I signed my name as "anonymous" not to hide my identity, but my embarrassment. I have been a client of the Cris Robins Agency for four years...in that time, I have written 6 novels, and twelve original screenplays. I finally woke up here in the last few months when I told Cris I had a new screenplay I wanted to send her...the best, I believe, I've written. She said not to send it because she was still going through the six scripts I had sent her, the same ones I had sent her in the month of September, 2001. (What kind of agent tells you not to send them your new material?) Anyway, to continue, I was sent an email a week ago telling me my contract was about to expire and if I wished I may re-sign with her agency. (What agent gives you the ball and tells you it's your call on whether to re-sign or not?) In other words, she was leaving it up to me. Strange? I'd say so. Look, I'm just a working class guy who likes to write...junky stories...it's a hobby...I have a real job...but four years ago I thought, what the hell, maybe I should see if anyone else would like to read my junk. Cris did...but since then I believe, in four years time, I've received three phone calls from her...panicked through her announcements she was sending my scripts to various film companies: Miramax, HBO, etc....getting mine and my family's hopes up only to be shot down. A little piece of advice? If you write screenplays...or novels for that matter, and don't have an agent...just try to do it yourself. If you are a script writer, [The rest of this recommendation has been deleted for my own complex yet dull professional reasons. It's not that I have specific objections. I just don't think it's proper to have the recommendation on my site--especially when it's by an anonymous poster. If you want to find out what it originally said, write to arcadia95@cowboy.net and ask. -tnh] That's what I did...sold my blood at the blood bank here in town and exchanged my blood money for a money order. If I'm going to continue as a failure, I'd just as soon fail on my own. Thanks for letting me tell my tale.
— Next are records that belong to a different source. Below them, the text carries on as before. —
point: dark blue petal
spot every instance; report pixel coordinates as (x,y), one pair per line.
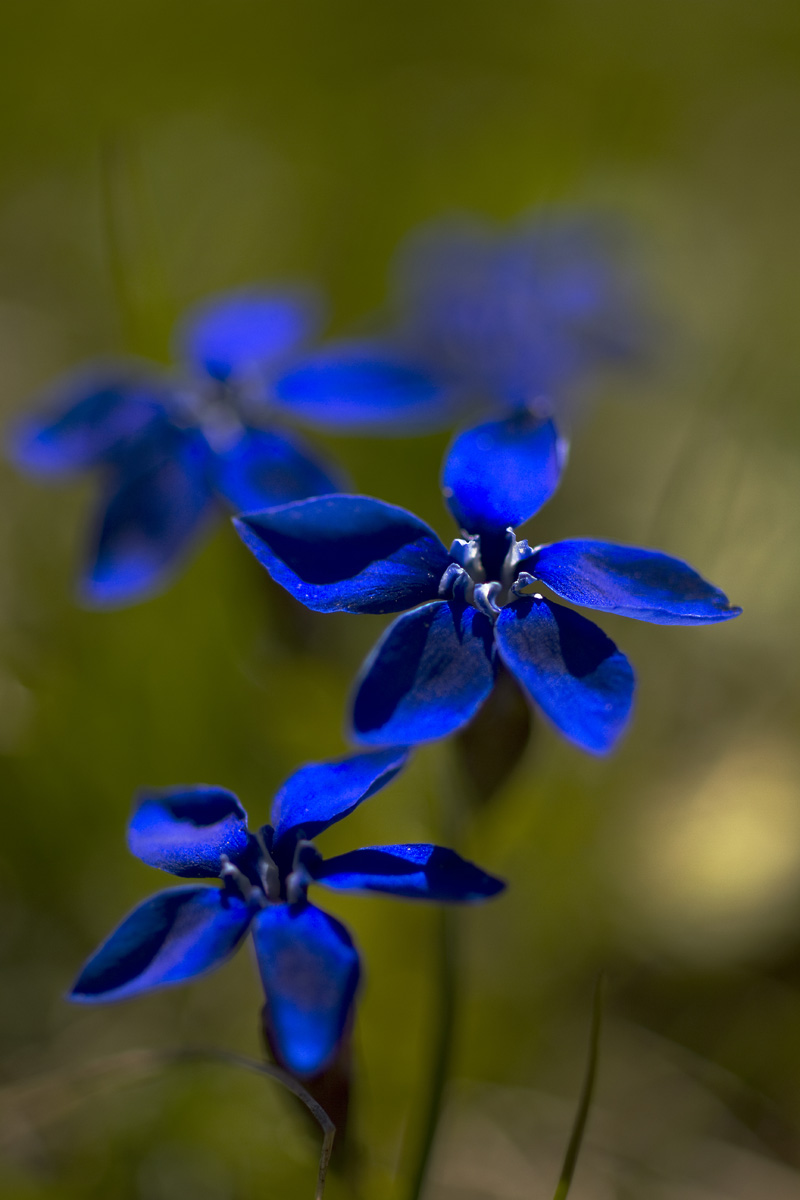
(323,792)
(310,971)
(149,522)
(186,829)
(347,553)
(427,676)
(241,334)
(263,469)
(641,583)
(570,669)
(89,419)
(366,387)
(420,873)
(173,936)
(499,474)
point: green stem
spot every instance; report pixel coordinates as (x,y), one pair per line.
(443,1044)
(587,1092)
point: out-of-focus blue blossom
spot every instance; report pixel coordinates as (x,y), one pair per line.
(434,666)
(173,445)
(307,961)
(485,319)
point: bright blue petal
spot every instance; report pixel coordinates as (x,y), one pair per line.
(499,474)
(173,936)
(186,829)
(149,522)
(310,971)
(323,792)
(632,582)
(89,419)
(240,335)
(420,873)
(366,388)
(427,676)
(264,469)
(569,669)
(347,553)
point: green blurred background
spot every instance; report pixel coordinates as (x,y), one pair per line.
(304,141)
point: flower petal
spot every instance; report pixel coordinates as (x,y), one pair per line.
(310,971)
(420,873)
(641,583)
(186,829)
(499,474)
(320,793)
(366,387)
(427,676)
(570,669)
(264,468)
(238,335)
(347,553)
(173,936)
(149,521)
(89,418)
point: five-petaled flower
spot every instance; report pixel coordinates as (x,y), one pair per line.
(172,445)
(307,961)
(485,321)
(435,665)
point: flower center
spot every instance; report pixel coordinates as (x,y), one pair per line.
(259,880)
(465,576)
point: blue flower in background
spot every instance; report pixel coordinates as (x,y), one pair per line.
(170,447)
(307,961)
(434,666)
(486,319)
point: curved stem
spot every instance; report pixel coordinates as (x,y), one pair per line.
(587,1093)
(443,1044)
(144,1062)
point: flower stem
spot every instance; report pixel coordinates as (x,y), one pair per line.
(587,1092)
(50,1097)
(443,1043)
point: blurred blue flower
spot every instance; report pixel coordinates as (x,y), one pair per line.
(434,666)
(173,445)
(307,961)
(485,319)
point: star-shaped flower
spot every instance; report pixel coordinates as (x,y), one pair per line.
(434,666)
(170,447)
(307,961)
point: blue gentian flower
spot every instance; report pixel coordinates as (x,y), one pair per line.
(486,321)
(434,666)
(307,961)
(170,447)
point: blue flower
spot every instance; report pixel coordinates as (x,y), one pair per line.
(486,321)
(170,447)
(435,665)
(307,961)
#8 ::: P.W. Fenton ::: (view all by) ::: October 13, 2003, 09:01 AM:

I just received one of these brochures this morning and decided to look into it. Someone named "Mark Allen" is listed as the Administrative contact for this business. He is also listed as the owner of Imagin.net, an Internet Service Provider located at the very same Arlington, Texas address. I suspect there are many more business operating out of that same office. This is just one of many predators that prey on the hopes and dreams of aspiring "artists".